More from our travel issue: To take on the competition, online travel bookers like Expedia and Priceline are offering events and activities beyond hotel and airline reservations, and they're spending big to market themselves to consumers, Ad Age's Adrianne Pasquarelli reports.
News layoffs: Meredith Corp., which just bought Time Inc., is expected to lay off 200-300 employees, The Wall Street Journal reports. The cuts will likely affect mostly Time Inc. corporate employees, the report says.
Just say no: Forty-five U.S. trade groups are petitioning the Trump administration to drop its plans for tariffs on China, The Wall Street Journal reports. The groups represent companies including Apple, Alphabet, IBM, Nike and Walmart; they fear the tariffs could trigger a backlash that would harm U.S. businesses.

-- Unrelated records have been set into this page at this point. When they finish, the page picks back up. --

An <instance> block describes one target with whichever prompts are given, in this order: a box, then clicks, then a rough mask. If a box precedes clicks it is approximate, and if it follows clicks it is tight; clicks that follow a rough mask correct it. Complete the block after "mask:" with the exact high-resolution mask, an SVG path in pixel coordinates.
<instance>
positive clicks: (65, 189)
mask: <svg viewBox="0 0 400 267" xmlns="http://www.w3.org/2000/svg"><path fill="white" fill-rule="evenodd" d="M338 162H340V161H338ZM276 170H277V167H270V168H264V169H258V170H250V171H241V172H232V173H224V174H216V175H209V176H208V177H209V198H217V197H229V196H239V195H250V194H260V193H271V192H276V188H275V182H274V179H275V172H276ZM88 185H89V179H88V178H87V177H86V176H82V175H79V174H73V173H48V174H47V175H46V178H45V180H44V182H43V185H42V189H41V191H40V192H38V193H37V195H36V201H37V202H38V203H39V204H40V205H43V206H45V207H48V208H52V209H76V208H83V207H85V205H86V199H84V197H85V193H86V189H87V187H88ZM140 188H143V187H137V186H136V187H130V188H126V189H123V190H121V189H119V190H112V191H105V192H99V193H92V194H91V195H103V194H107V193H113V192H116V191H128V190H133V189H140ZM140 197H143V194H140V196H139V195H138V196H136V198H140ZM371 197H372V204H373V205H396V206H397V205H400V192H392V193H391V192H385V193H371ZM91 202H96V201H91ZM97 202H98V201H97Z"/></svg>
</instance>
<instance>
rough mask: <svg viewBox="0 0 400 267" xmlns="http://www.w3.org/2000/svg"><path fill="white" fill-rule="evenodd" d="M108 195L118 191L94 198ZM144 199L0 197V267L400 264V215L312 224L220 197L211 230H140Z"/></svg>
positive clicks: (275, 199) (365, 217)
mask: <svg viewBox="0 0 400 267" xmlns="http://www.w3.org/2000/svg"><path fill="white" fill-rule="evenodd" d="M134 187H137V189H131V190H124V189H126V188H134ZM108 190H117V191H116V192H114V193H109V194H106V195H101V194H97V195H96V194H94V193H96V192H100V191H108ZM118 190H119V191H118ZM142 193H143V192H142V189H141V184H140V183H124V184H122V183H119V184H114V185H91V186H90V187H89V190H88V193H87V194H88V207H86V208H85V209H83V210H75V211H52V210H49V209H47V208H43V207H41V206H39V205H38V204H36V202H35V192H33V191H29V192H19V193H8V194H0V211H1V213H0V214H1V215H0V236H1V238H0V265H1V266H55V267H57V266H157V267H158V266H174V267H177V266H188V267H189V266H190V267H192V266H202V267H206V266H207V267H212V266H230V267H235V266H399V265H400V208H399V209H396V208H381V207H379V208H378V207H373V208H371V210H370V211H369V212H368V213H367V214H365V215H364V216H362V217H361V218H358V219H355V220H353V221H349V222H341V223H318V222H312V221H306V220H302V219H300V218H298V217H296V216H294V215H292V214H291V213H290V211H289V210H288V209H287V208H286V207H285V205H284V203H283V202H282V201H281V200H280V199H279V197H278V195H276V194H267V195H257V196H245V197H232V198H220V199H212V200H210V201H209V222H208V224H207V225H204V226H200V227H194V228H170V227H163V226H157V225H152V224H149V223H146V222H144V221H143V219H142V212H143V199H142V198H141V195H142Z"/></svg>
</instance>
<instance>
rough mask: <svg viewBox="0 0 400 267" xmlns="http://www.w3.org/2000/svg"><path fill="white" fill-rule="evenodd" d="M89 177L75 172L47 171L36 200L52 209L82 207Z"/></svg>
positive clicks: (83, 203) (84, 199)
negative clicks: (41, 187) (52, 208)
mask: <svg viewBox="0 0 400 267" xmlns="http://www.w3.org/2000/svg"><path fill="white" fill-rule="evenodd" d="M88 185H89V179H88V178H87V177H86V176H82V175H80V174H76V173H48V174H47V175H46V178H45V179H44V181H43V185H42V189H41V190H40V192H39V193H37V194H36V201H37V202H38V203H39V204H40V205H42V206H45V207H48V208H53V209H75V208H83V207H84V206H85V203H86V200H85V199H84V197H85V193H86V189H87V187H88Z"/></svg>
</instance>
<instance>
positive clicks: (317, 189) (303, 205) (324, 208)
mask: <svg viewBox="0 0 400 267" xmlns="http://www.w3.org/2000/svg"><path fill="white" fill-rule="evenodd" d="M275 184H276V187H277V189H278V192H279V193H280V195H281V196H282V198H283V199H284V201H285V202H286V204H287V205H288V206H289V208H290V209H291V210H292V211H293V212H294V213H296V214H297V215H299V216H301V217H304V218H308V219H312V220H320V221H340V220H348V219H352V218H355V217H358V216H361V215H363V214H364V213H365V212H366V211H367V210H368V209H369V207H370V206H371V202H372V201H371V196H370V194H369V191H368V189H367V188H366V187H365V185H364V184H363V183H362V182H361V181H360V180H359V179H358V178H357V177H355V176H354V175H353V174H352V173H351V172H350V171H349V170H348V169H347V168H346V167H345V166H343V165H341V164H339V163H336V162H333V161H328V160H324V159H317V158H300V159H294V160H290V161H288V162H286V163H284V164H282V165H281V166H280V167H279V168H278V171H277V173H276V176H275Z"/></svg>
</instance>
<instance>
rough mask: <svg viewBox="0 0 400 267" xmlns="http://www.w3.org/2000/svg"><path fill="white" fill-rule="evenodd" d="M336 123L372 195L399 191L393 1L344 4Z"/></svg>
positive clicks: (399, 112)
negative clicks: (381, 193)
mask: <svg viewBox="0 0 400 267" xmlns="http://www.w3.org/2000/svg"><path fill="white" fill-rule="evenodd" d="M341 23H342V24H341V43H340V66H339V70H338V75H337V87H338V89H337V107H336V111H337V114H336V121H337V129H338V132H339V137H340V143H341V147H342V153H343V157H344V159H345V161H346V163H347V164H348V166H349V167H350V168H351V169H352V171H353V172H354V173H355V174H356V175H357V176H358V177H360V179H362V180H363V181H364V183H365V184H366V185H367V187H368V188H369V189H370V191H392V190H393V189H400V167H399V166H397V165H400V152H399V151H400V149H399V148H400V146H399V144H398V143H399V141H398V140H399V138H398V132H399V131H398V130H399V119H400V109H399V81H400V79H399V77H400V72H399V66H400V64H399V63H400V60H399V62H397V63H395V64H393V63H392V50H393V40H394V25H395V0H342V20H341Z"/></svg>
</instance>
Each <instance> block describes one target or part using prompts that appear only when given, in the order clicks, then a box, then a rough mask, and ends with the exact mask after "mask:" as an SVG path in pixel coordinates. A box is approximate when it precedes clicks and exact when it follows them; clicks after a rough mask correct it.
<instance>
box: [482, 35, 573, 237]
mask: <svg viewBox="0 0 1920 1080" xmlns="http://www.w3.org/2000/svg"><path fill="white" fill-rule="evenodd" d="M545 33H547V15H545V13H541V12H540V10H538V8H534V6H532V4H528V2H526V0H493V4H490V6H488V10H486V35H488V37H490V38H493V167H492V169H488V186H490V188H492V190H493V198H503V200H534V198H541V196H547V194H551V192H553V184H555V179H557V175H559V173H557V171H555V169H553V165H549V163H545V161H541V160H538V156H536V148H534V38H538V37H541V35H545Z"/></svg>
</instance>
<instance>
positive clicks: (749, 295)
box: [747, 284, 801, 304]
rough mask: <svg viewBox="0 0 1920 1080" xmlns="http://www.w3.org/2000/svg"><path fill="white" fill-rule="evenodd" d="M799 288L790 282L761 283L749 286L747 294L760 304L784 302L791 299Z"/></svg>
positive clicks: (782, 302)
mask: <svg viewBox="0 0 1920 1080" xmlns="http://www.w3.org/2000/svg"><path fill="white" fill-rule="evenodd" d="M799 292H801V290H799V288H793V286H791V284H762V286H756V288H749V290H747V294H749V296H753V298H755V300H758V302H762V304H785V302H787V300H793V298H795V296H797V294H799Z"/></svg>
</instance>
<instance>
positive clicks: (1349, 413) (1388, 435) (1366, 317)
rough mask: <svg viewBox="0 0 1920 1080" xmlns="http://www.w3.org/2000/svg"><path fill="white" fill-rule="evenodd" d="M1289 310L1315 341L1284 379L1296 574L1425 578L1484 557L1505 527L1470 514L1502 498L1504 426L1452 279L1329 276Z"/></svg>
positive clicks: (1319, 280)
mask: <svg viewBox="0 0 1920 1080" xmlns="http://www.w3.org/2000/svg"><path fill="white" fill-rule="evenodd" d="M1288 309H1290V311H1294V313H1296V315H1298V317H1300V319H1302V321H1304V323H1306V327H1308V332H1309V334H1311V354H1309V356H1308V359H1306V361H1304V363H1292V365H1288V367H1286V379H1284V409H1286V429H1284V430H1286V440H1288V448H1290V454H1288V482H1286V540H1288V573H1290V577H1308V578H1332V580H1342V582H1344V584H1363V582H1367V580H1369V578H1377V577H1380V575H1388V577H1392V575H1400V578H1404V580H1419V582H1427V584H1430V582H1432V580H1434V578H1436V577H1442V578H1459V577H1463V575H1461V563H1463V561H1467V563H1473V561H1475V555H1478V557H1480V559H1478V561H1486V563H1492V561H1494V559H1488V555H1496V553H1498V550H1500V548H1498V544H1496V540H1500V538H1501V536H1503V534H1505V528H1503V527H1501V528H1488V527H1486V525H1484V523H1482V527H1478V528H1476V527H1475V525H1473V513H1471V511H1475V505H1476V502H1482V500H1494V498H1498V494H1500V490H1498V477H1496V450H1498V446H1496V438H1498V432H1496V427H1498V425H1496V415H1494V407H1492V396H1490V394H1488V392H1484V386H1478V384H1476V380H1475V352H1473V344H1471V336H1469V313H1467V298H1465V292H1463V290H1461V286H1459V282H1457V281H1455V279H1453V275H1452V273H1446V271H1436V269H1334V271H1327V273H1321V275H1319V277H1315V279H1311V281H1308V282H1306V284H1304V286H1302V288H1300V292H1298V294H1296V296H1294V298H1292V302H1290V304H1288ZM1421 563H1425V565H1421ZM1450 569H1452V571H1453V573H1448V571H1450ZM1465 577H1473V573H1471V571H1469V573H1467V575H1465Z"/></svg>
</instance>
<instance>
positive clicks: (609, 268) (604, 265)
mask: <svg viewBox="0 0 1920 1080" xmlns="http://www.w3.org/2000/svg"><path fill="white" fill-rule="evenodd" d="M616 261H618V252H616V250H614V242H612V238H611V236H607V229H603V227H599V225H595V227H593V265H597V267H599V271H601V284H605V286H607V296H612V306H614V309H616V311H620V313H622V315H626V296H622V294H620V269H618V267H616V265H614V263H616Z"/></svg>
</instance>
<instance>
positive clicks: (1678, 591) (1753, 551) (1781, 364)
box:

'Reptile-human hybrids': YouTube Kids featured "conspiracy theory videos which make claims that the world is flat, that the moon landing was faked, and that the planet is ruled by reptile-human hybrids," Business Insider reports. YouTube, already under fire over its offerings for children, responds that it will "continue to work to improve the YouTube Kids experience."
Creativity pick of the day: Here's the latest reminder that we're living in the future: The Times of London used AI to recreate the voice of late U.S. President John F. Kennedy, so it sounds like he's giving the speech he was supposed to deliver the day he was assassinated, as Ad Age's Alexandra Jardine writes. Irish agency Rothco and audio tech company CereProc worked on the 22-minute speech, after reviewing 831 real, analog recordings of Kennedy. The effect is … disturbing.